Riding the wave of my previous day’s success, I fully expected to come home last night to find Emma agreeable to whatever was placed on her plate. With visions of cheerful family dinners in my mind I set about making Hollandaise Sauce (with those duck eggs and Ghee). Making hollandaise is a meditative endeavor, I’ve learned. I cannot carry on a conversation with someone else while preparing it. I must be focused, attentive with a certain amount of serenity or the whole thing curdles or separates. I didn’t have any lemons, so I used a lime instead and all went fairly well, though it wasn’t as thick as the hollandaise I usually am able to whip up. I steamed the asparagus, cooked the salmon steaks, drizzled everything with hollandaise and called everyone to the table where upon Emma took one look at her miniscule serving and said, “No! I don’t want to taste it. It’s okay. It’s okay. Just lick it. You have to put your finger in it to taste. Just one bite. Taste it. I don’t want to taste it! I don’t like this.” And then she began to whimper.
It was one of those Sybil moments, with Emma scripting using her “stern” voice, then mimicking a TA at her school to take one bite, just one bite, then Emma’s own sad voice pleading and on it went. Finally I said, “Em you have to taste it, then you can have some grapes and apple (skinned).
“Okay, okay, okay,” she said, dipping her finger into the hollandaise. “Taste it!” She smelled the hollandaise, then tentatively licked her finger before looking at me with an expression of pure misery. “I don’t like it, Mommy. I don’t like this.”
My family dinner a la Norman Rockwell fantasy fizzled and I felt an overwhelming desire for someone to come and feed her for a month or two – get her eating a whole variety of lovely, nutritional foods before disappearing again.
Later Nic came over to me and put his arms around me. “Hey Mom?”
“Yeah Nic?”
“I don’t mind this diet so much. I still get to eat all my favorite things.” He smiled at me.

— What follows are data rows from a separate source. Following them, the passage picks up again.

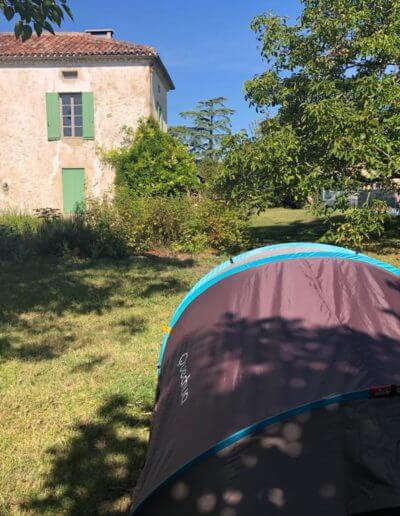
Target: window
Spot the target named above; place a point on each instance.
(160, 115)
(70, 74)
(71, 115)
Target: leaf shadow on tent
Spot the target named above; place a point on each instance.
(253, 369)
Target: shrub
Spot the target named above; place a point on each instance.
(124, 227)
(226, 229)
(152, 162)
(17, 235)
(359, 225)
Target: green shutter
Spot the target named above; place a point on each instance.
(53, 116)
(88, 115)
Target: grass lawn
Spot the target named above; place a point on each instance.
(78, 351)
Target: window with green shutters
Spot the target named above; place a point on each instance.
(70, 115)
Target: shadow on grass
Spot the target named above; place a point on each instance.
(297, 231)
(36, 294)
(94, 473)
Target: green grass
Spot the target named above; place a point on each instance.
(78, 350)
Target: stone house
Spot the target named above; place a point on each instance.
(62, 98)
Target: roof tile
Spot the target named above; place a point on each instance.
(69, 44)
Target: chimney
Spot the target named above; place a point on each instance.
(101, 33)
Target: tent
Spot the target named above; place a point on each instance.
(278, 390)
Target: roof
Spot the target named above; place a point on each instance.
(73, 46)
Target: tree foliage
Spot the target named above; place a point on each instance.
(210, 124)
(259, 172)
(333, 81)
(152, 162)
(35, 15)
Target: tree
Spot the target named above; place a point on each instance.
(152, 162)
(333, 80)
(35, 15)
(210, 123)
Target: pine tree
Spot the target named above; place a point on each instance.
(210, 123)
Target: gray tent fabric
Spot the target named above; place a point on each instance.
(266, 399)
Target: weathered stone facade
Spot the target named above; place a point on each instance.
(124, 91)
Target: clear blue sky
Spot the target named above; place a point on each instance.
(207, 45)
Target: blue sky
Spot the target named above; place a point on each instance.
(207, 45)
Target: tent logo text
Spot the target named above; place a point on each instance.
(184, 376)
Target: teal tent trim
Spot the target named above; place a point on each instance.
(221, 273)
(257, 427)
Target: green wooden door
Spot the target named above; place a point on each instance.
(73, 188)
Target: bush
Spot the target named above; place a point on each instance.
(124, 227)
(152, 162)
(17, 235)
(359, 225)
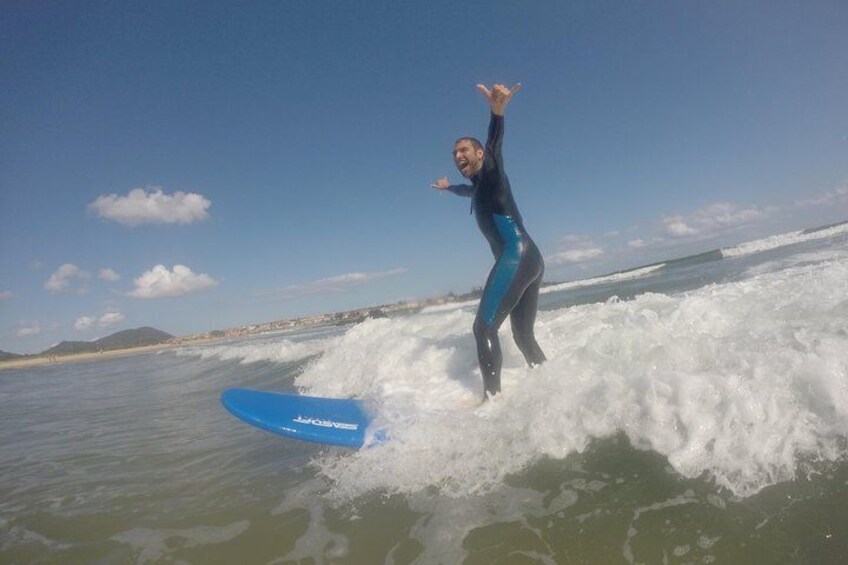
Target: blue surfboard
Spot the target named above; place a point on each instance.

“Oh, Nic. That’s so nice of you. You’ve been such a trooper with all of this.” I gave him a hug. “Thanks for being such a good sport. It means a lot to me.”
“It’s no problem, Mom.”
This morning as I made my way to my studio I thought about when we tackled Emma’s bedwetting. We did our homework, found an alarm to alert us to when she’d peed, whereupon we rushed her to the bathroom and eventually she was out of diapers, sleeping through the night with no accidents. All of that seems like ages ago, but in fact it was just over a year now. It took three solid months before she learned to use the toilet without incident during the night. I expect it will take that much time or longer for her to become accustomed to eating new and different foods.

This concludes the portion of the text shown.